For the past two seasons, we have been told and promised over and over again that SU football’s offense is going to move fast. We’ve been told that it’s going to be one of the most productive and frenetically-paced offenses in the country. For the most part, that promise has come to fruition.
Despite finishing last season at just 4-8, the Orange still ranked 23rd in the country in total offense and 18th in the nation in passing. What’s concerning, however, is the fact that it always feels like there’s something missing. That something missing is a productive and efficient running game that doesn’t come from the legs of Eric Dungey.
Syracuse finished 2017 ranked 70th in the country in rushing offense, but while that doesn’t seem all that bad considering its record, the picture becomes a bit scarier when you dive a bit deeper. Dungey led the team in rushing last season with nearly 600 yards on the ground. That’s more than any SU running back and, keep in mind, Dungey only played nine of the team’s 12 games a season ago.
I know everybody’s sick of hearing about how bad the running game is, but what I want to point out is that in this Dino Babers up-tempo, high-octane offense that is supposedly so predicated and reliant on the passing game and the wide receivers, Dungey and his wideouts aren’t the part of the offense that is most important to its success. For Dino Babers’s system to work, the running game is the key cog in the machine.
It’s been pretty well-documented that the “Orange is the New Fast” offense is a descendant of the offense Baylor ran under former head coach Art Briles. They want to spread the defense out, create man-coverage situations that speedy skill position players can take advantage of and then hit you with a deep shot when you least expect it. Unlike the Briles version, however, SU doesn’t have a reliable running back option like former Baylor star Shock Linwood.
Because of that lack of a running game, SU doesn’t really have the ability to keep defenses honest and make them honor their ability to run the ball effectively. This allows opposing defenses to embrace the more dangerous part of the Orange attack and commit most of their personnel to the receivers and other skill position players in the spread sets.
A lot of team’s have used a 3-3-5 look with three down linemen, three linebackers and a nickel set for the defensive backs.

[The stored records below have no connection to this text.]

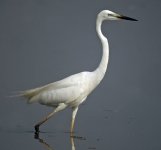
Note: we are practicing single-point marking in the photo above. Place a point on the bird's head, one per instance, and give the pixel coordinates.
(109, 15)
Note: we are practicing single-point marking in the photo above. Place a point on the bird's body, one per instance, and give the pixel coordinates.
(73, 90)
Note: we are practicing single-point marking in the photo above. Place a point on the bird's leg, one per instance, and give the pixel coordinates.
(75, 109)
(60, 107)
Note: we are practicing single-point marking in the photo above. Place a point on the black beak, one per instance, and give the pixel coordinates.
(126, 18)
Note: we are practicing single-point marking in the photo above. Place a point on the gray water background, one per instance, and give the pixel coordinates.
(44, 41)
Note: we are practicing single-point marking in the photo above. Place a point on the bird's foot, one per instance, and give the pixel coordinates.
(37, 131)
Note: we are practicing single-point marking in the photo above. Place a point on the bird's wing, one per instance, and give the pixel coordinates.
(63, 87)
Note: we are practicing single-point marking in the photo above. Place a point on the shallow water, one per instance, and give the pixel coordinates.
(45, 41)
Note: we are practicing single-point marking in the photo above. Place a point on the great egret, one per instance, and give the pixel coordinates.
(73, 90)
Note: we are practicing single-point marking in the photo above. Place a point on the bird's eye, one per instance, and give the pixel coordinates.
(110, 15)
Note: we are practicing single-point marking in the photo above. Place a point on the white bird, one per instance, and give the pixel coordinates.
(73, 90)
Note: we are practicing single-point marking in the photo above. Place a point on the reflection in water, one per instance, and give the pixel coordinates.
(48, 147)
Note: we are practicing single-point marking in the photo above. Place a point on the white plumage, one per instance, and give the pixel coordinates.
(73, 90)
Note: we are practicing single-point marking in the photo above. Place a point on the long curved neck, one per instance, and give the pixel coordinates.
(101, 69)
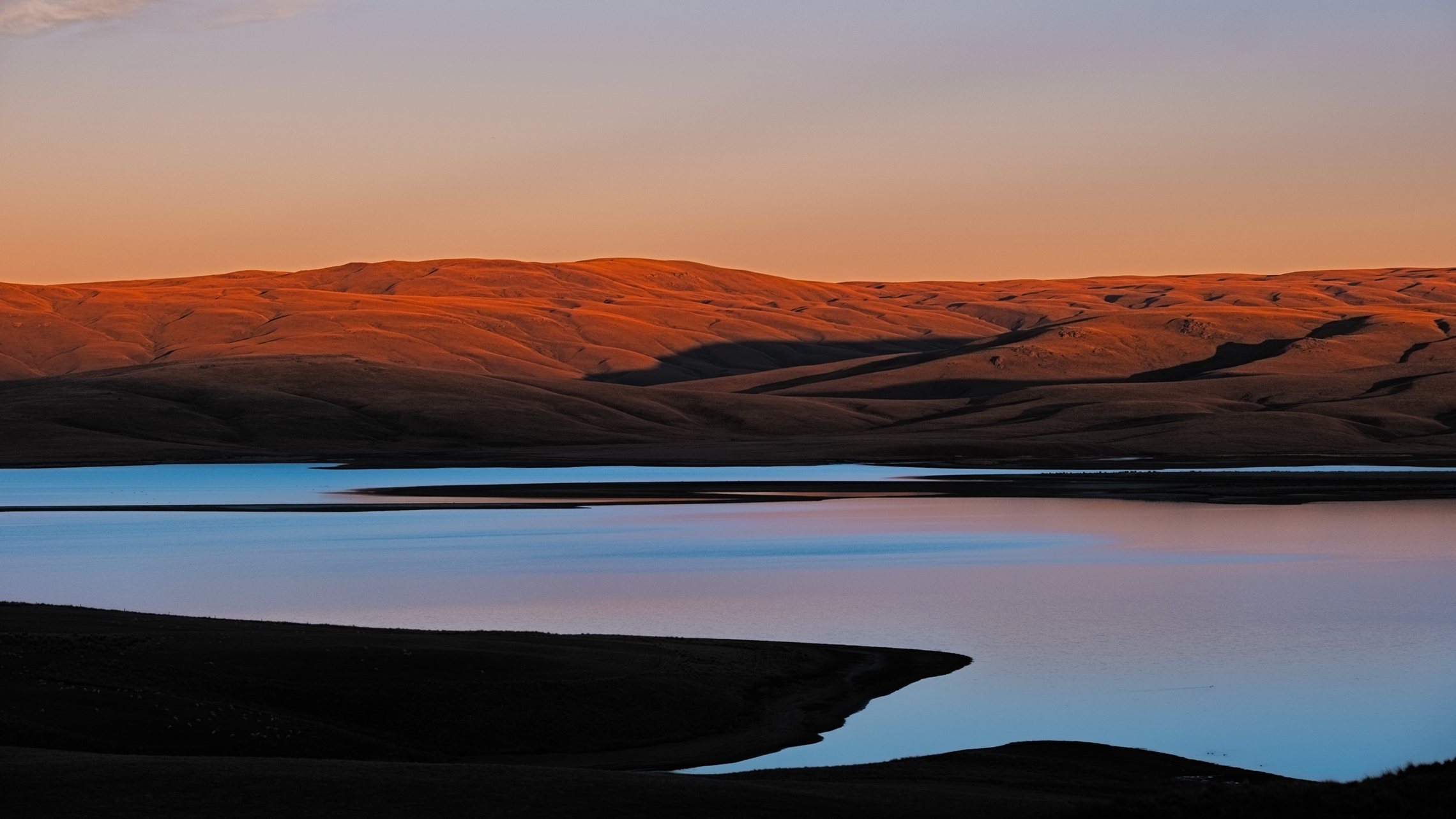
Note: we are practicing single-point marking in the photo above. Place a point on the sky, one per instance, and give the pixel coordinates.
(829, 140)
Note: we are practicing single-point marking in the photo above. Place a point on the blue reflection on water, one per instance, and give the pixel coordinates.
(1312, 640)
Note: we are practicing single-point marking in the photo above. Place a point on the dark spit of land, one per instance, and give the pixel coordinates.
(126, 715)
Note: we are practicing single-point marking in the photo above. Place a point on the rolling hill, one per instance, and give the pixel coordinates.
(647, 361)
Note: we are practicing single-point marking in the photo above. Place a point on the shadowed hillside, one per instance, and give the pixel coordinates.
(628, 360)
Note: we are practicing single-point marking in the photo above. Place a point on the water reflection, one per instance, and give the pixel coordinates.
(1311, 640)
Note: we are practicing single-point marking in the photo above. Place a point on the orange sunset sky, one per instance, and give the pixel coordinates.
(813, 139)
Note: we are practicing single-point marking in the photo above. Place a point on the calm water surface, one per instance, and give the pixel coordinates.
(1309, 640)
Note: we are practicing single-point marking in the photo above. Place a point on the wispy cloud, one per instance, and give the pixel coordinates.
(29, 17)
(35, 17)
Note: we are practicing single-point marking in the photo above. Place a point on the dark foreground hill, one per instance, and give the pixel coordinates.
(114, 681)
(628, 360)
(124, 715)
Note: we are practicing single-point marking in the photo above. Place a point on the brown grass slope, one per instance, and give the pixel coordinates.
(672, 361)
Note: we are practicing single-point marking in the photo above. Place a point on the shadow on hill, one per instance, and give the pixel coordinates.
(743, 358)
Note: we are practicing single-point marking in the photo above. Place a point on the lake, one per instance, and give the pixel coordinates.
(1314, 640)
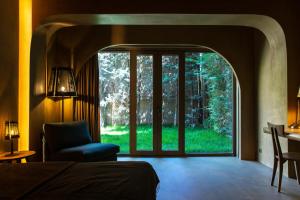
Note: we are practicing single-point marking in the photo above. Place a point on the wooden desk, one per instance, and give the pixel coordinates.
(291, 134)
(5, 157)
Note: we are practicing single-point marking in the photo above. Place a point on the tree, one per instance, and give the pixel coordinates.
(114, 87)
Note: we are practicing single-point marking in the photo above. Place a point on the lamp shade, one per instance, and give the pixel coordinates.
(62, 82)
(11, 130)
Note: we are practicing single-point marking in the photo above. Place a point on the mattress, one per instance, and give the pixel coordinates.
(70, 180)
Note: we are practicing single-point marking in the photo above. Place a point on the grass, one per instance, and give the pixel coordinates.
(197, 140)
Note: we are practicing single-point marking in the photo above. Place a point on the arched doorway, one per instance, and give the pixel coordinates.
(247, 141)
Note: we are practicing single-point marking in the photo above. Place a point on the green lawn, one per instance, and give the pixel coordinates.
(197, 140)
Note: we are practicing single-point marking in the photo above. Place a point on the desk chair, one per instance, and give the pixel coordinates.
(279, 157)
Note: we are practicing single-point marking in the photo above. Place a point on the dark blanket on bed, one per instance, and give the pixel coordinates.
(97, 180)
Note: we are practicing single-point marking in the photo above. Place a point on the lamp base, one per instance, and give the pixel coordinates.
(295, 125)
(12, 154)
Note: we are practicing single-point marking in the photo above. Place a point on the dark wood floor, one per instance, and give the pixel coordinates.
(217, 178)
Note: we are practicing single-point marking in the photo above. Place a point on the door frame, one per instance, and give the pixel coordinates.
(157, 52)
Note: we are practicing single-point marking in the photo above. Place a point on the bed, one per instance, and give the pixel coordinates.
(88, 180)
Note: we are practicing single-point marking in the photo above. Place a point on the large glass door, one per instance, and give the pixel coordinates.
(155, 91)
(167, 102)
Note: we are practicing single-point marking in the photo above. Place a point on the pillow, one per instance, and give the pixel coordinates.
(66, 134)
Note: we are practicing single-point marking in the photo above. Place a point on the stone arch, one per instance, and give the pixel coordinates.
(267, 25)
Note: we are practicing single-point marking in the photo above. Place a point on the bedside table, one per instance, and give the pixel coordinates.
(5, 157)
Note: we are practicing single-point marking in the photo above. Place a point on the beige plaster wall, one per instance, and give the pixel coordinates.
(234, 43)
(268, 79)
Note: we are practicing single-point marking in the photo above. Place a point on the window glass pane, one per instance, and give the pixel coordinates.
(144, 102)
(170, 64)
(114, 76)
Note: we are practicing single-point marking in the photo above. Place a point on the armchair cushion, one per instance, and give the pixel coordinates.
(88, 152)
(66, 135)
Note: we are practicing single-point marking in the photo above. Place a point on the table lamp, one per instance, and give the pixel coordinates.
(296, 125)
(11, 132)
(62, 84)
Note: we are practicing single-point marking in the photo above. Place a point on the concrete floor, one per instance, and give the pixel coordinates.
(217, 178)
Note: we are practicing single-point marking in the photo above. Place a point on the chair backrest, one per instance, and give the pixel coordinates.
(66, 134)
(276, 130)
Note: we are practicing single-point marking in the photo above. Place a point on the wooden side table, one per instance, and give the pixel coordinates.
(5, 157)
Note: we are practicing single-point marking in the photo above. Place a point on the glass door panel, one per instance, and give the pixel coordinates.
(170, 65)
(144, 103)
(114, 84)
(208, 103)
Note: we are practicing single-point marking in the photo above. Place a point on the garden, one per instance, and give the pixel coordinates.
(208, 102)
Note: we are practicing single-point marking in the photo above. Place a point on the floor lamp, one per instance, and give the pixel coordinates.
(62, 85)
(296, 125)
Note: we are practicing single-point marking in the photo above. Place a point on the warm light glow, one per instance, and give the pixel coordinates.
(25, 32)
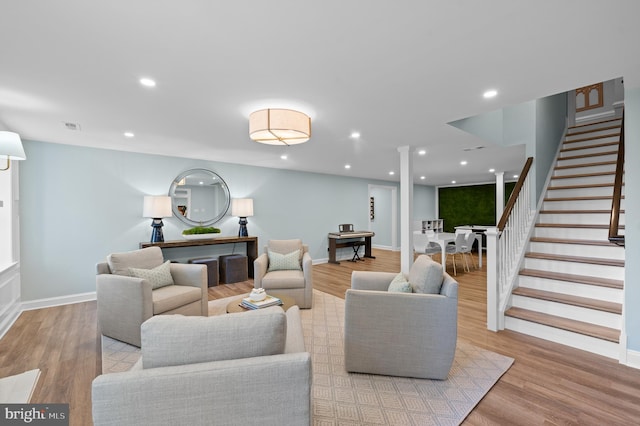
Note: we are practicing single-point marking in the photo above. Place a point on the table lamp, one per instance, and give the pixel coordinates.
(157, 207)
(242, 207)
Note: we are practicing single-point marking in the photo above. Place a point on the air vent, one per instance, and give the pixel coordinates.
(71, 126)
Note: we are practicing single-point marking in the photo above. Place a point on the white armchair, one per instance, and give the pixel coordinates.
(402, 334)
(126, 301)
(278, 270)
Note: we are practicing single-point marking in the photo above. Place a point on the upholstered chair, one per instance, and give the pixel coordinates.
(285, 268)
(132, 287)
(399, 325)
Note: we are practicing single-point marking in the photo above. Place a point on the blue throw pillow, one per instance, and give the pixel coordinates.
(400, 284)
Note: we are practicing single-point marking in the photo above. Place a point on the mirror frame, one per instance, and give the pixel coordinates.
(186, 220)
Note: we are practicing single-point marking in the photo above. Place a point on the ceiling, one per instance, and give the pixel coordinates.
(397, 72)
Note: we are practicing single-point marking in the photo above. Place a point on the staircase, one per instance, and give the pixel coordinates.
(570, 288)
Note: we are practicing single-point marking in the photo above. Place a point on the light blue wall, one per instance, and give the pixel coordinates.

This kind of defensive scheme leaves the tackle box depleted and essentially begs the Orange to beat its opponents up the middle with the run. However, because SU has shown an inability to the run the ball with any sort of consistency, the 3-3-5 look lets the defense play the numbers game and drop a lot of defenders into coverage and take away Dungey’s arm and his receivers’ talents.
If SU could run the ball more effectively and rip off big chunks of yardage on designed run plays and not just when Eric Dungey is simply running for his life, defenses would have to adjust and commit more guys to the box and more guys to stopping the run. In turn, that would take defenders away from the dangerous quick-hit passing attack that Babers loves and give SU more opportunities to be creative in the passing game.
In the end, because SU wants to spread you out, but can’t run the ball effectively against what is essentially a weaker defensive set simply based on numbers, the defense is easily able to take away the most electric and effective part of the SU attack simply by dropping one or two extra guys into coverage.
The way it stands now, the innovative and exciting offense that SU wants so desperately to be a strength is actually crippling the team. Because the passing attack is so dangerous, it highlights just how bad the running game is. That’s like setting a flashing billboard to defenses saying, “Hey we are going to pass the ball on almost every single down, so there’s no need to try to stop the run.”
However, if somehow, some way SU figures out the running game, that dangerous passing attack becomes absolutely lethal. When the defense loads the box to stop the run, SU will find itself with favorable matchups on the outside which Dungey and his receivers have the talent, ability and system to exploit. Not to mention the fact that it would also open up play-action opportunities to confuse defenses and really make this offense, “the New Fast”.